A cobertura de parte da mídia reforça a colisão. Em reportagem recente, a CNN citou pesquisadores da Universidade Georgetown, um dos redutos do progressismo católico nos Estados Unidos, sem sinalizar o viés da fonte. O texto apresentou como certezas absolutos de Leão XIV interesses que ainda são objeto de leitura: sinodalidade, migração e meio ambiente. O papa, contudo, apenas cumpriu compromissos agendados ainda sob Francisco, a exemplo do encontro com movimentos sociais e da celebração dos dez anos de Laudato Si’.

Imagem: Fabio Frustaci
Enquanto isso, internamente, o pontífice autorizou celebração da missa tridentina na Basílica de São Pedro – gesto visto como abertura aos tradicionalistas.
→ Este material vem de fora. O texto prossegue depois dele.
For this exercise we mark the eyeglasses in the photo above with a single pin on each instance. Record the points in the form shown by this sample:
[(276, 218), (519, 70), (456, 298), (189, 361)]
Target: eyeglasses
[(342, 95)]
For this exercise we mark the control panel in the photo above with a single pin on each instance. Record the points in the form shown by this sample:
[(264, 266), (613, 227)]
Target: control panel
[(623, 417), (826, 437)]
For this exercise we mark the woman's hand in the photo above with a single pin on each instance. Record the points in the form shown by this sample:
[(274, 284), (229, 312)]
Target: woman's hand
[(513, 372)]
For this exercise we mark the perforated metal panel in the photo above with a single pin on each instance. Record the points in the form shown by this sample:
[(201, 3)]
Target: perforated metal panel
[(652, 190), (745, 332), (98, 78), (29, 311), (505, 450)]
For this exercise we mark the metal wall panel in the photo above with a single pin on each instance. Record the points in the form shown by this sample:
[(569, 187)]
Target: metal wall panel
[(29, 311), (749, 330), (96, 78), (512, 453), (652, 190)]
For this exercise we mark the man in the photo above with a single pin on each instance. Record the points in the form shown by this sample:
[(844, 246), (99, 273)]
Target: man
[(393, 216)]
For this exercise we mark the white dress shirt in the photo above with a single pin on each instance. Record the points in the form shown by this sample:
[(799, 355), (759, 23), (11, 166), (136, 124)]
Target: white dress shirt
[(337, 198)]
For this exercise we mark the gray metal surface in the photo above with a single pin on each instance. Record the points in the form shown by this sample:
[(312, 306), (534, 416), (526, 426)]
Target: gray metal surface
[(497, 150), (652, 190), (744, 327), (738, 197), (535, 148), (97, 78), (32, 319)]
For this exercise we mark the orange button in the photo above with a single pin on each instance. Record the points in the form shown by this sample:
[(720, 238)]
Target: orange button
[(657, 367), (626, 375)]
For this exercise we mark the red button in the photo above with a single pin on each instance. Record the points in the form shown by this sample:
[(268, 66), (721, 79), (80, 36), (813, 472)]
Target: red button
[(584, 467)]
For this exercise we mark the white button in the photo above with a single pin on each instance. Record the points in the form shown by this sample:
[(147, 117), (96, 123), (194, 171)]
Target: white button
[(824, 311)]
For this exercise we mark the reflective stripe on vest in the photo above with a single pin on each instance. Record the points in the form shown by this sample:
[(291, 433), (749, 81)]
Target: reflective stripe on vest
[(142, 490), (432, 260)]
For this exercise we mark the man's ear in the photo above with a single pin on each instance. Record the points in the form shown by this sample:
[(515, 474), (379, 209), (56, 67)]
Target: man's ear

Para críticos, seria “iscagem”; para apoiadores, sinal de que Leão XIV busca integrar diversos carismas na Igreja. Fato é que não houve ruptura doutrinária.
Nas próximas viagens e documentos, ficará mais claro se o papa conseguirá manter a difícil equação: defender sem concessões os princípios morais – vida, família, liberdade religiosa – e, simultaneamente, cobrar responsabilidade social dos Estados. Até lá, as acusações de “papa comunista” ou “agenda woke” parecem mais reflexo da polarização política norte-americana que de dados objetivos.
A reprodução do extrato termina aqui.